Tests of these implants in rats showed that nearly 90 percent of the islets remained viable for several months, and most of the rats maintained normal blood glucose levels throughout that time.
Previous research in Colton’s laboratory discovered that the outer surface of islets needs to be exposed to at least 50 mm Hg of oxygen to remain viable and produce insulin normally. Through a series of experiments, the MIT team, working with researchers at Beta-O2Technologies, determined the operating conditions of the device needed for islets to stay alive and function for long periods of time while assembled in a compact form small enough to be implanted in human patients.
To protect the implanted cells from the immune system, the researchers coated them with a slab of a naturally-occurring polysaccharide called alginate. The slab contains a membrane that keeps immune cells out but allows insulin, secreted by the cells in the implant, to enter the bloodstream.
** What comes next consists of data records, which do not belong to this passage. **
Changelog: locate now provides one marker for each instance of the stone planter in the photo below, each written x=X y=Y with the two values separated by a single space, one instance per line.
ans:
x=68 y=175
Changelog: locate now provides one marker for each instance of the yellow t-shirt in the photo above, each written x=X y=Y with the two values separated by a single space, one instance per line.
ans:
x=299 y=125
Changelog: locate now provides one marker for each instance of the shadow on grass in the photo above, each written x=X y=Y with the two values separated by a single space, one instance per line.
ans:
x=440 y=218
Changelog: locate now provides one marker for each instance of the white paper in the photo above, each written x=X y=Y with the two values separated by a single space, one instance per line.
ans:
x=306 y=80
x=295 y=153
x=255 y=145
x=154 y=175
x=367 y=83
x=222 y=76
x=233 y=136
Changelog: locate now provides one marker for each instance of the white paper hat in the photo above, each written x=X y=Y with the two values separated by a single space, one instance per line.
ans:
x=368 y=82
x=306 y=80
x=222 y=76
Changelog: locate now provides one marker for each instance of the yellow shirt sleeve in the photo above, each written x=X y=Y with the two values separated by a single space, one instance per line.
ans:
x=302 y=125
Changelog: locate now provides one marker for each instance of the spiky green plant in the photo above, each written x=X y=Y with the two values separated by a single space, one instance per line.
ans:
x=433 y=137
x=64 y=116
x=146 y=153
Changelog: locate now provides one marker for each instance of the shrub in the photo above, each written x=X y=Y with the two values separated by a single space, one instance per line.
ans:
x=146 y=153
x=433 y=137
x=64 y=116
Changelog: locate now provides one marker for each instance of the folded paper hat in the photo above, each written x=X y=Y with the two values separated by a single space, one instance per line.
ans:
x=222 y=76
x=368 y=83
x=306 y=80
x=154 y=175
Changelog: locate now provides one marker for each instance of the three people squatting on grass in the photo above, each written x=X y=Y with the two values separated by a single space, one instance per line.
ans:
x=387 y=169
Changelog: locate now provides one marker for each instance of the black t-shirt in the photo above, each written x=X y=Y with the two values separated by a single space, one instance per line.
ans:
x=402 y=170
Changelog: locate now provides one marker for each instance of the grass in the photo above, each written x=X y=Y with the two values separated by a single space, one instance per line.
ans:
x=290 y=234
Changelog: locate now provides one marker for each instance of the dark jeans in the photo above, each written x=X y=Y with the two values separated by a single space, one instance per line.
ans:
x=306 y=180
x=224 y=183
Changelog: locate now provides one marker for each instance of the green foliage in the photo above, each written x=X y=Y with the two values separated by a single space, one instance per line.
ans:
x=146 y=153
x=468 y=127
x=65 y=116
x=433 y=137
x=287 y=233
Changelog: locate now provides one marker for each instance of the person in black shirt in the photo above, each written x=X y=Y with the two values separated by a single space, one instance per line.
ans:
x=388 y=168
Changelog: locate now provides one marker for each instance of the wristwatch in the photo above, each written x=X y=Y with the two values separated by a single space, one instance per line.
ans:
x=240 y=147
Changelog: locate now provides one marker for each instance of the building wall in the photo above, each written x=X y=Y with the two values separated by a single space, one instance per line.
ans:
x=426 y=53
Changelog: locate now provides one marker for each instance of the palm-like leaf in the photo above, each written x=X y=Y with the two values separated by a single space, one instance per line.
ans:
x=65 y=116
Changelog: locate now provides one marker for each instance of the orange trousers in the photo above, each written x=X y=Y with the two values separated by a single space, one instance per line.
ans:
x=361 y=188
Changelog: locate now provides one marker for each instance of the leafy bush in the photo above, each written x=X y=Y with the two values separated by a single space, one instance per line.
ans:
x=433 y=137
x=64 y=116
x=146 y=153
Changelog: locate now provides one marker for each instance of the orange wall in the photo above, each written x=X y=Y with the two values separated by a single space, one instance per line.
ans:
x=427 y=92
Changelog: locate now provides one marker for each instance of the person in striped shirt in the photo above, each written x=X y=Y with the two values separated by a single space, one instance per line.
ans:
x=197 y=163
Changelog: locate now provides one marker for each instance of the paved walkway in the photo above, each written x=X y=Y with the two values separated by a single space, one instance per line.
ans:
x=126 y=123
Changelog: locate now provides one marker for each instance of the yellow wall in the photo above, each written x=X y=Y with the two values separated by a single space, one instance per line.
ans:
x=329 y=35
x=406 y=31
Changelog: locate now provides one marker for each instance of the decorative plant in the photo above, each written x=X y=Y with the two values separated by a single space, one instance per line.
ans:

The membrane also allows oxygen from a refillable reservoir to permeate the islets, helping to keep them alive. A port implanted under the skin allows the oxygen reservoir to be refilled every day, and the oxygen can travel along a catheter to the islets, which are also implanted under the skin.
In diabetic rats, the implants showed nearly 90% islet survival up to eight months, and most of the treated rats showed normal blood glucose levels over this period. When the researchers removed the implants, blood glucose levels increased again, showing that the treatment had been effective in controlling blood sugar levels.
Beta-O2 Technologies researchers are now developing new versions of the device which feature an oxygen storage chamber that can be implanted below the skin but separate from the islets. This version would only need to be replenished once a week.